Thomas III of Saluzzo (Tommaso III di Saluzzo) (1356–1416) was Marquess of Saluzzo from 1396 until his death.

== Life and career ==
He was born in Saluzzo in north-western Italy to Frederick II del Vasto and Beatrice of Geneva. His maternal grandfather was Hugh of Geneva, Lord of Gex, Anthon and Varey.

He tried to continue the philo-French politics of his father, mainly to face the menace of Duke Amadeus VIII of Savoy, who aimed to conquer the whole Piedmont. In fact, the treaty stating the nominal submission to France was signed by Thomas well before his father's death.
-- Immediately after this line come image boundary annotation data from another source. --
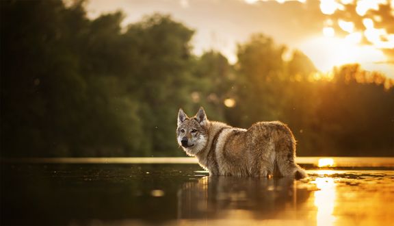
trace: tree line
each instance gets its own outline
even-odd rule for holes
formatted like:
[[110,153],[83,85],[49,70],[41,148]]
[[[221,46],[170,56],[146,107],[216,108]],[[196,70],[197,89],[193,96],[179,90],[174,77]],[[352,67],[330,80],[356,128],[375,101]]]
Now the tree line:
[[200,106],[237,127],[282,121],[299,155],[394,155],[394,84],[359,65],[317,79],[263,34],[231,64],[194,55],[194,31],[169,15],[122,27],[122,12],[90,19],[83,1],[0,4],[3,157],[184,156],[176,114]]

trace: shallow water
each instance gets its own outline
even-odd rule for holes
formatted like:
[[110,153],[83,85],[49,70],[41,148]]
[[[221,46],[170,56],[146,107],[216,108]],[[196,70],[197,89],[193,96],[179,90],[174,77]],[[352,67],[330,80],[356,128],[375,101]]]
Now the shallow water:
[[1,164],[0,219],[1,225],[47,225],[394,221],[393,168],[308,167],[310,177],[294,181],[209,177],[194,164],[8,162]]

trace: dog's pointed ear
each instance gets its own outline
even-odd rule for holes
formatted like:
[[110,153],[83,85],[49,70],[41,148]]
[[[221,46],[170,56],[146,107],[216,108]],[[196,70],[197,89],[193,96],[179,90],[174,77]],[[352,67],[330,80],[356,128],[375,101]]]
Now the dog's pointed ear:
[[196,114],[196,118],[200,125],[202,126],[207,125],[208,118],[207,118],[207,114],[205,114],[205,111],[202,107],[200,107],[200,110],[198,110],[198,112]]
[[185,114],[185,112],[183,112],[182,108],[179,108],[179,112],[178,112],[178,127],[179,127],[179,125],[181,125],[181,124],[182,124],[182,123],[188,118],[189,117],[187,117],[186,114]]

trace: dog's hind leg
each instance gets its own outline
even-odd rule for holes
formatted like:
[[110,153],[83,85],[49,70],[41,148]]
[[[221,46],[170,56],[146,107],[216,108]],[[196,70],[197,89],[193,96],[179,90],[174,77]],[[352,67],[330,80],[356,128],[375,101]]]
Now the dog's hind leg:
[[276,162],[283,177],[302,179],[306,177],[305,171],[295,162],[296,140],[283,138],[276,143]]

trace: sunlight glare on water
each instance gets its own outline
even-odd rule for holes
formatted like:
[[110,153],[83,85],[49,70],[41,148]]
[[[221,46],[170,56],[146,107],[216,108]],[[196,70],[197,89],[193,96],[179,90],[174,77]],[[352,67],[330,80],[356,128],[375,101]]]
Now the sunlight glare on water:
[[320,189],[315,192],[315,205],[317,208],[316,225],[332,225],[336,219],[332,214],[336,197],[334,179],[317,177],[312,183]]
[[319,160],[319,167],[331,167],[334,166],[334,160],[330,158],[323,158]]

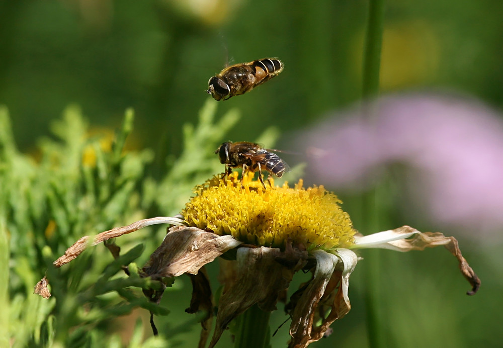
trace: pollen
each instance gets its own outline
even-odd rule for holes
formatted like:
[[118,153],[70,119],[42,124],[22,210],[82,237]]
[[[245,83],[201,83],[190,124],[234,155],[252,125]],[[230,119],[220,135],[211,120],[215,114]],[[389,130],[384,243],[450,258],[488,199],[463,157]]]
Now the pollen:
[[348,247],[356,231],[337,196],[323,186],[276,186],[272,178],[264,190],[245,175],[241,187],[237,172],[225,180],[216,176],[194,189],[182,211],[185,222],[243,243],[284,248],[287,241],[308,251]]

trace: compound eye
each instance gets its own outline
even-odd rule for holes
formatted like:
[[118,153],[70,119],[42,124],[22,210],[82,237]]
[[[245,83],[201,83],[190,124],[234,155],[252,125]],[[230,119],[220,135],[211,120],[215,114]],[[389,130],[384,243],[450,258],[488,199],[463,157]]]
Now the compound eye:
[[224,97],[228,95],[230,93],[229,86],[224,82],[223,80],[219,77],[214,76],[210,79],[208,84],[210,86],[209,91],[211,91],[211,86],[213,86],[212,93],[214,98],[217,100],[220,100]]
[[222,164],[229,163],[229,143],[224,143],[218,150],[218,159]]

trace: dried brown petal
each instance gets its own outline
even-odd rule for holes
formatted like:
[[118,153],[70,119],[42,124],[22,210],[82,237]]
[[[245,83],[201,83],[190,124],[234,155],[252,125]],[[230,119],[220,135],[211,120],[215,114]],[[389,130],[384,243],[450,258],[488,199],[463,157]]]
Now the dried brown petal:
[[[93,241],[92,245],[96,245],[105,240],[130,233],[135,231],[141,229],[143,227],[146,227],[147,226],[157,224],[179,225],[183,223],[183,222],[180,219],[163,217],[140,220],[128,226],[116,227],[112,228],[111,230],[102,232],[99,234],[97,234],[94,237],[94,240]],[[86,250],[86,248],[87,247],[89,244],[89,239],[90,237],[91,236],[85,236],[76,241],[73,245],[66,249],[66,251],[64,252],[64,255],[60,256],[53,263],[54,266],[56,267],[61,267],[63,265],[67,264],[82,253]]]
[[153,279],[197,274],[205,265],[240,244],[232,236],[219,236],[196,227],[172,227],[143,272]]
[[[307,258],[307,253],[299,254]],[[210,348],[216,344],[229,323],[254,304],[258,303],[261,309],[266,311],[275,309],[279,293],[288,287],[294,273],[302,265],[292,262],[291,264],[295,266],[289,268],[276,260],[284,256],[284,252],[274,248],[237,249],[237,279],[227,286],[220,298]]]
[[446,237],[439,232],[422,233],[410,226],[403,226],[363,237],[357,236],[355,239],[355,246],[352,248],[373,247],[408,251],[443,245],[458,259],[460,271],[472,286],[471,291],[466,294],[474,295],[480,286],[480,280],[461,255],[458,241],[454,237]]
[[[176,217],[155,217],[152,218],[151,219],[144,219],[143,220],[140,220],[140,221],[134,222],[128,226],[125,226],[121,227],[116,227],[115,228],[112,228],[111,230],[102,232],[102,233],[96,235],[94,237],[94,239],[93,240],[92,243],[91,243],[89,241],[89,239],[91,237],[91,236],[85,236],[73,243],[73,245],[67,249],[66,251],[65,251],[64,254],[60,256],[57,260],[52,263],[52,264],[54,265],[54,267],[56,268],[61,267],[63,265],[66,265],[72,260],[76,258],[79,255],[81,254],[85,250],[86,250],[86,248],[87,248],[88,245],[90,244],[93,245],[96,245],[96,244],[99,244],[100,243],[104,242],[106,240],[108,240],[109,239],[113,238],[120,237],[120,236],[124,234],[127,234],[132,232],[134,232],[135,231],[137,231],[138,230],[143,228],[143,227],[146,227],[147,226],[151,226],[152,225],[156,225],[158,224],[180,225],[183,223],[183,220]],[[112,252],[114,257],[115,258],[117,258],[119,255],[119,252],[120,250],[120,248],[117,245],[115,245],[114,243],[110,243],[109,245],[107,245],[107,247],[108,247]],[[123,269],[124,269],[124,271],[127,273],[126,268],[123,267]],[[41,292],[42,289],[41,289],[38,292],[37,292],[37,287],[39,286],[39,285],[41,285],[40,286],[42,286],[42,285],[44,284],[46,285],[48,283],[48,281],[44,277],[43,279],[37,283],[37,286],[35,287],[35,293],[43,296],[44,295],[42,295]],[[50,294],[49,293],[48,291],[47,291],[46,289],[45,289],[45,291],[47,291],[47,293],[44,292],[44,294],[47,296],[48,294],[48,296],[47,297],[45,297],[44,296],[44,298],[48,298],[48,296],[50,296]]]
[[[349,277],[358,262],[356,254],[347,249],[339,249],[337,255],[316,250],[314,277],[302,293],[292,315],[290,348],[304,348],[322,337],[328,327],[346,315],[351,308],[348,288]],[[334,293],[336,289],[337,292]],[[328,307],[330,313],[324,318]],[[321,324],[315,326],[317,319]]]
[[209,336],[211,328],[211,319],[213,318],[213,304],[212,300],[211,288],[204,267],[199,270],[196,275],[189,274],[192,284],[192,298],[190,307],[185,310],[189,313],[194,313],[203,311],[206,314],[201,322],[202,329],[198,344],[199,348],[204,348]]

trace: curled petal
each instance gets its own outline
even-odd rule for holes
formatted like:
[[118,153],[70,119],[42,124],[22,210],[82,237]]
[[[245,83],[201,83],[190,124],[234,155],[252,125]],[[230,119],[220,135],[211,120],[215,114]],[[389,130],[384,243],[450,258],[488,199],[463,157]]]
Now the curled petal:
[[232,236],[219,236],[196,227],[172,227],[143,271],[154,279],[197,274],[205,265],[240,244]]
[[458,241],[440,232],[421,232],[408,226],[368,236],[355,236],[352,249],[380,248],[397,251],[424,250],[427,247],[443,245],[458,259],[459,270],[472,286],[467,295],[474,295],[480,286],[480,280],[461,254]]
[[[276,307],[278,294],[288,287],[293,274],[301,266],[291,267],[278,262],[284,256],[279,248],[241,247],[237,249],[236,279],[220,297],[216,326],[210,347],[214,346],[227,325],[256,303],[261,309],[270,311]],[[307,255],[306,255],[307,258]]]
[[319,339],[311,336],[315,313],[339,258],[322,250],[314,250],[313,254],[316,260],[314,277],[302,293],[294,309],[290,326],[292,339],[289,344],[289,348],[306,347],[311,342]]
[[137,231],[147,226],[151,226],[152,225],[156,225],[158,224],[169,224],[170,225],[183,225],[183,223],[184,220],[178,218],[155,217],[151,219],[140,220],[128,226],[116,227],[112,228],[111,230],[102,232],[95,236],[92,243],[90,243],[89,241],[91,236],[85,236],[76,241],[73,245],[67,249],[66,251],[64,252],[64,254],[54,261],[53,264],[56,267],[61,267],[63,265],[67,264],[82,253],[90,244],[96,245],[105,240],[130,233],[132,232]]
[[206,341],[209,336],[213,317],[213,304],[210,281],[204,267],[199,270],[197,274],[189,274],[189,276],[192,284],[192,298],[190,301],[190,307],[185,311],[193,313],[202,311],[205,313],[204,317],[201,322],[202,328],[198,344],[199,348],[204,348],[206,345]]

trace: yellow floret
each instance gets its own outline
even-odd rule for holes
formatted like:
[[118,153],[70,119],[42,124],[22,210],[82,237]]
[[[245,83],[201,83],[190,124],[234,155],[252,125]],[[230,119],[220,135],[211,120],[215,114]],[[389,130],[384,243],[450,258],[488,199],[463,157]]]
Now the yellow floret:
[[196,188],[196,196],[182,212],[189,226],[282,248],[289,238],[308,250],[354,243],[356,231],[349,215],[341,209],[337,196],[323,186],[304,189],[300,180],[293,188],[287,184],[279,187],[271,178],[265,190],[248,173],[241,188],[237,172],[233,174],[225,181],[214,177]]

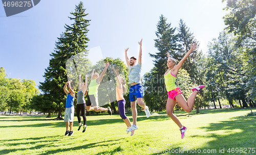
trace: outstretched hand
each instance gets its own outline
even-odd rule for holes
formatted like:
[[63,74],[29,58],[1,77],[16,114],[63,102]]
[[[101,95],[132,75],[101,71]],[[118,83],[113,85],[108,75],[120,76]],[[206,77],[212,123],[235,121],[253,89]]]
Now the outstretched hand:
[[129,47],[126,48],[124,49],[124,51],[125,51],[125,52],[127,52],[127,51],[128,50],[128,49],[129,49]]
[[190,44],[190,49],[191,49],[192,51],[194,50],[195,49],[196,49],[197,48],[197,44],[196,42],[195,42],[194,44],[194,45],[193,44],[193,43],[191,43]]
[[168,52],[166,53],[167,54],[167,57],[168,57],[168,59],[170,58],[170,54]]
[[141,46],[142,45],[142,39],[141,39],[141,40],[140,40],[140,42],[139,42],[139,44]]

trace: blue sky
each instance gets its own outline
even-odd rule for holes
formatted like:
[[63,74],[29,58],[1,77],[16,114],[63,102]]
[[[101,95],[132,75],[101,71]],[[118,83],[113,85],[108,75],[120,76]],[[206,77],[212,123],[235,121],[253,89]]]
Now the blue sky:
[[[72,21],[68,16],[80,1],[44,0],[34,7],[7,17],[0,6],[0,67],[9,77],[44,82],[50,54],[64,25]],[[91,19],[88,49],[100,46],[103,57],[138,57],[142,41],[142,75],[154,66],[148,53],[157,51],[154,39],[159,17],[163,14],[173,28],[182,19],[207,53],[207,44],[226,27],[222,17],[227,13],[221,0],[81,1]]]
The vassalage to French was also a consequence of the education received by Thomas, who lived in Provence for much of his youth, and travelled there in 1375, 1389, 1401, 1403 and 1405. He was married to the French Marguerite of Roussy.

In 1394 he was captured by Savoyard troops while he was leading a ravage in Monasterolo. Imprisoned first in Savigliano and then in Turin, he was freed only two years later after a ransom of 20,000 golden florins had been paid.

In his late years Thomas assigned the succession to his young son Ludovico, under the regency of his brother Valerano and the marchioness Marguerite.

==Culture==
A man of great culture, Thomas was the author of one of the most important chivalric texts of the Middle Ages, Le Chevalier Errant, written probably during his imprisonment in Piedmont. The text, written in French, is an allegory of the ideals of knighthood. It inspired the famous frescoes in the Castello della Manta.

==Marriage and children==
He married Marguerite of Pierrepont. She was a daughter of Hugo II, Count of Roucy and Braine. They had five children:

- Carlo Giovanni of Saluzzo (1404–1406).
- Giovanna of Saluzzo (born 1405, date of death unknown). Married Guigues IV, Lord of Meollet and Offremont.
- Ludovico I of Saluzzo, married to Isabella Palaiologina, daughter of John Jacob, Marquess of Montferrat.
- Beatrice of Saluzzo. A nun.
- Ricciardia of Saluzzo. Married Niccolò III d'Este.

He also had at least three children with his mistress, Olmeta de Soglio:

- Valerano of Saluzzo (died 1443).
- Lanzarotto of Saluzzo.
- Giovanna, Abbess of Santa Maria di Staffarda.

The existence of illegitimate daughter Elena of Saluzzo is disputed.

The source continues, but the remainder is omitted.